The scientists have always believed that life could exist on these planets but have now further narrowed them down to planets d and e to have the perfect conditions for life to flourish. Scientists are now relying on the new technologies like the James Webb Telescope to study these planets in more detail.
The Trappist-1 is the only system with such a large number of Earth-like planets and they are all probably rocky planets and are referred to by letters b through h. Planetary Science Institute carried out a study to calculate the balance between tidal heating and heat transport by convection in the mantles of each planet.

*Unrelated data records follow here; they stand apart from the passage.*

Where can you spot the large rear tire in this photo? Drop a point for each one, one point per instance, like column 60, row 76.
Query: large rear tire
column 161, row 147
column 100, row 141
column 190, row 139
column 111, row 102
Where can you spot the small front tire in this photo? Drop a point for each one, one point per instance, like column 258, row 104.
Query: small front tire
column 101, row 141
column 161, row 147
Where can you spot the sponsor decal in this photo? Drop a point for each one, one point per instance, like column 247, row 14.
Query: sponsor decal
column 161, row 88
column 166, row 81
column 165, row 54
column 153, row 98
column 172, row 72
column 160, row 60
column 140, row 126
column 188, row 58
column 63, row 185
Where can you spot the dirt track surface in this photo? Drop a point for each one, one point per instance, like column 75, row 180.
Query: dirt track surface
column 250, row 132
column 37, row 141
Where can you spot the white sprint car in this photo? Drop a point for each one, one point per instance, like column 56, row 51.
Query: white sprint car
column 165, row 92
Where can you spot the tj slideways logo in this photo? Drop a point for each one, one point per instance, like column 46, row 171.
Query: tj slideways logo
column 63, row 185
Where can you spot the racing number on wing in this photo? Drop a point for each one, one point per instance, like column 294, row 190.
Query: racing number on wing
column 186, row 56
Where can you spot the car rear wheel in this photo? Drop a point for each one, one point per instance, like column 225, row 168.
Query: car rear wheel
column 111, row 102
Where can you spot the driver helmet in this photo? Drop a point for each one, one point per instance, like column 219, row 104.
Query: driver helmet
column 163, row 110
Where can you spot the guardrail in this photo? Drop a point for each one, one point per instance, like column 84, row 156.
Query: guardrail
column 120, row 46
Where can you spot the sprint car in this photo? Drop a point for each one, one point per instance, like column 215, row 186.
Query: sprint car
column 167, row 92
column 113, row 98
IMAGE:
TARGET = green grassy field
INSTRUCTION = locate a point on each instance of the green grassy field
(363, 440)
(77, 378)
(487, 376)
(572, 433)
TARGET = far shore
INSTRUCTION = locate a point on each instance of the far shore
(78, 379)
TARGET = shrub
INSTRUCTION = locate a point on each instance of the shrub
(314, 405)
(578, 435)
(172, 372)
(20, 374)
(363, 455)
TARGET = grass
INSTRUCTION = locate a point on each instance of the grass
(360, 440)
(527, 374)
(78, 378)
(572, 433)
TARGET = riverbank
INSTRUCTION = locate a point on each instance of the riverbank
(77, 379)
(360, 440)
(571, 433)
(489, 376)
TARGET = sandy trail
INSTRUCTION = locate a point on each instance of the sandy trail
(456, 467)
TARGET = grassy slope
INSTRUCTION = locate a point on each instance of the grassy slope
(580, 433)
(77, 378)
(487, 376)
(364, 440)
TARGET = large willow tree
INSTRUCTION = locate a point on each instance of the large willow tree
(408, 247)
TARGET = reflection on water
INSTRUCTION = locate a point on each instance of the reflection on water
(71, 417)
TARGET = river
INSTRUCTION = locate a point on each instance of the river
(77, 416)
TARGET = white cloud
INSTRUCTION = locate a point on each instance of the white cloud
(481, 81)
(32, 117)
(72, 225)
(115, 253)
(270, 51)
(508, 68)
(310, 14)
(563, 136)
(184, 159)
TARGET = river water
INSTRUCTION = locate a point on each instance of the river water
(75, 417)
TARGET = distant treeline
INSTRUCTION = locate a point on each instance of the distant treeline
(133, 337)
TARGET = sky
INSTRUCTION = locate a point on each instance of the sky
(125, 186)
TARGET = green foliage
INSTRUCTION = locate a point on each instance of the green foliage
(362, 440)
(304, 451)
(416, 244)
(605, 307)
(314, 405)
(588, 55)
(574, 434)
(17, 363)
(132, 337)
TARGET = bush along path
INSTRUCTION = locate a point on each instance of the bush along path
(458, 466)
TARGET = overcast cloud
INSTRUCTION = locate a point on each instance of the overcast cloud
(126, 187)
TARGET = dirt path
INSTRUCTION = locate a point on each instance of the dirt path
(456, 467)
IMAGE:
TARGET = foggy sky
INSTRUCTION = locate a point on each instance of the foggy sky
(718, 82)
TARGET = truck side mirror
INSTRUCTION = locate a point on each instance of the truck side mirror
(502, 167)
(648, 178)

“Assuming the planets are composed of non-compressible iron, rock, and water, we determine possible interior structures for each planet”, researchers led by Dr Amy Barr, wrote in the paper set to be published in the journal Astronomy & Astrophysics. “With the exception ofTrappists-1c, all seven of the planets have densities low enough to indicate the presence of significant water in some form.”
The study indicates that planets b and c are likely to have partially molten rock mantles and planets d and e are most likely to be habitable due to moderate surface temperatures and modest amounts of tidal heating. Also, their heat fluxes are low enough to avoid entering a runaway greenhouse state.
“Because their orbits are eccentric –not quite circular – these planets could experience tidal heating just like the moons of Jupiter and Saturn,” said Dr Barr from the Planetary Science Institute. The Trappist 1 star is old and dim so the surface temperature of the planets is relatively low as compared to other systems.
The temperature range is from 400 degrees Kelvin, colder than Venus to 167 degrees Kelvin, colder than Earth’s poles. The planets have the orbital period of just a couple of days and orbit very close to the star. Being 39 light years away makes it relatively close to our system considering the fact that Milky Way stretches 100,000 light-years across.
However, the system is still too far away to be ever reached by humans. At least not with the current technology. “The chances for humans reaching the system at the moment are not very good,” study co-author Dr Amaury Triaud, an astronomer at Cambridge University, told MailOnline. “Our technology is really far from even sending a robotic probe, and the feasibility of humans surviving long-term space travel is completely unknown. Unless we find a new physical process to harness energy I don’t see us colonising these planets in our lifetime, but then maybe someone will be inspired by the system and discover the means to go there, who knows!”
Fellow astronomer Professor Ignas Snellen of the Netherlands’s Leiden University, not involved in the study, agrees. “Although the star is relatively nearby that is still very very far for humans to travel. It would take hundreds of thousands of years to get there, maybe more.”
Even though this system is out of reach. It is an exciting prospect that ours is not the only habitable planet in the universe. Maybe someday, we will discover a system that is actually reachable. The search continues.